President Barack Obama has praised Spain as a global leader in renewable electricity generation and has lauded its success at creating so-called “green jobs.” However, a recent Spanish university study concluded that Spain’s mad rush to meet overly aggressive renewable standards has destroyed jobs and driven up the real cost of electricity, without cutting carbon emissions.
Dig a Little Deeper
While visiting an Ohio company that provides parts for wind turbines in mid-January, President Obama presented his vision of a nation that is more energy efficient and more reliant on renewable energy. “Think of what’s happening in countries like Spain, Germany, and Japan, where they are investing in renewable energy,” Obama said. He went on to describe these countries as surging ahead of the U.S., not “because they’re smarter than us, or work harder than us, or are more innovative than we are. It’s because their governments have harnessed their people’s hard work and ingenuity with bold investments…. there’s no reason we can’t do the same.” The truth is: Spain’s renewable leadership is more fantasy than fact.

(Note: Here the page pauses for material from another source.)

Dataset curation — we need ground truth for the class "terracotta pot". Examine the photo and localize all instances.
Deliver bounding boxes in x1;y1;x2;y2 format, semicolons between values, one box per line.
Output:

The Spanish government legislated goals for renewables a decade ago that have since made Spain the world’s third-largest wind power producer, after the U.S. and Germany. Spain’s renewable energy growth continues at a rate of 30% per year. Today renewables produce about 30% of Spain’s electricity. The country’s 2004 Electricity Act, requiring 20 GW of wind generation by 2010, subsidized a “Special Regime” for renewable plants that guaranteed grid access and long-term power purchase agreements paying premium prices for renewable electricity. For example, energy from a photovoltaic plant gets seven times the mean price from Spain’s power pool. Wind plants receive up to 209% of the market price.
Study the Statistics
Gabriel Calzada Álvarez, PhD, an economics professor at King Juan Carlos University in Madrid, completed Spain’s first comprehensive review of the long-term effects of Spain’s renewable energy policy on jobs and the economy. His report, “Study of the Effects on Employment of Public Aid to Renewable Energy Sources,” was released in March. Some of its most surprising findings include these:
The premium paid for renewable power in Spain that’s charged to consumers translates into $774,000 for each Spanish “green job” created since 2000. In an interview with Bloomberg, Álvarez stated: “The loss of jobs could be greater if you account for the amount of lost industry that moves out of the country due to higher energy prices.”
The study calculates that the programs creating those jobs resulted in the destruction of nearly 110,000 jobs elsewhere in the economy, or 2.2 jobs destroyed for every “green job” created. The report notes that Obama’s estimates of job creation gloss over jobs lost due to lost opportunity in the private capital market or the higher efficiency of private capital employed in renewable energy investment. Álvarez concluded that each “green” megawatt installed destroys 5.28 jobs on average elsewhere in the economy: 8.99 by photovoltaics, 4.27 by wind energy, and 5.05 by mini-hydro.
The study also assessed the quality of green jobs created. Despite its hyper-aggressive (expensive and extensive) “green jobs” policies, it appears that Spain has created a surprisingly low number of jobs. Two-thirds of them came in construction, fabrication and installation; one-quarter in administrative positions, marketing, and projects engineering; and just one-tenth at the more permanent level of actual operation and maintenance.
Money paid by consumers for renewable energy from 2000 to 2008 amounted to approximately $10 billion more than what the market cost would have been. The government spent more than $36 billion to subsidize renewable projects. For perspective, Spain’s economy is roughly on par with California’s.
“The price of a comprehensive energy rate (paid by the end consumer) in Spain would have to be increased 31% to begin to repay the historic debt generated [by the subsidies],” the report says. This is an important point: Direct government investment in power generation infrastructure hides the real cost of generated electricity because the government debt does not appear in the utilities’ books and keeps rates artificially low. Álvarez called these “self-inflicted economic wounds.”
“The high cost of electricity due to the green job policy tends to drive the relatively most energy-intensive companies and industries away, seeking areas where costs are lower.” Spain’s average electricity rate for a medium household was 15.2 cents/kWh in 2008, according to Eurostat — among the highest in the European Union (EU). The average U.S. residential price of electricity is less than 10 cents/kWh.
Not a Policy Model
The irony is that Spain’s entire renewable industry was built on the promise of creating millions of new, high-paying “green jobs” while simultaneously meeting EU requirement for reducing carbon emissions — the same policies now promised by President Obama.
Spain’s renewable energy policies have failed on both measures: Jobs have disintegrated, and Spain’s CO 2 emissions have increased 50% since 2000, according to data from the European Environment Agency, forcing Spain’s purchase of allowances from Eastern Europe to meet its EU-mandated carbon limits. Let’s not repeat these mistakes.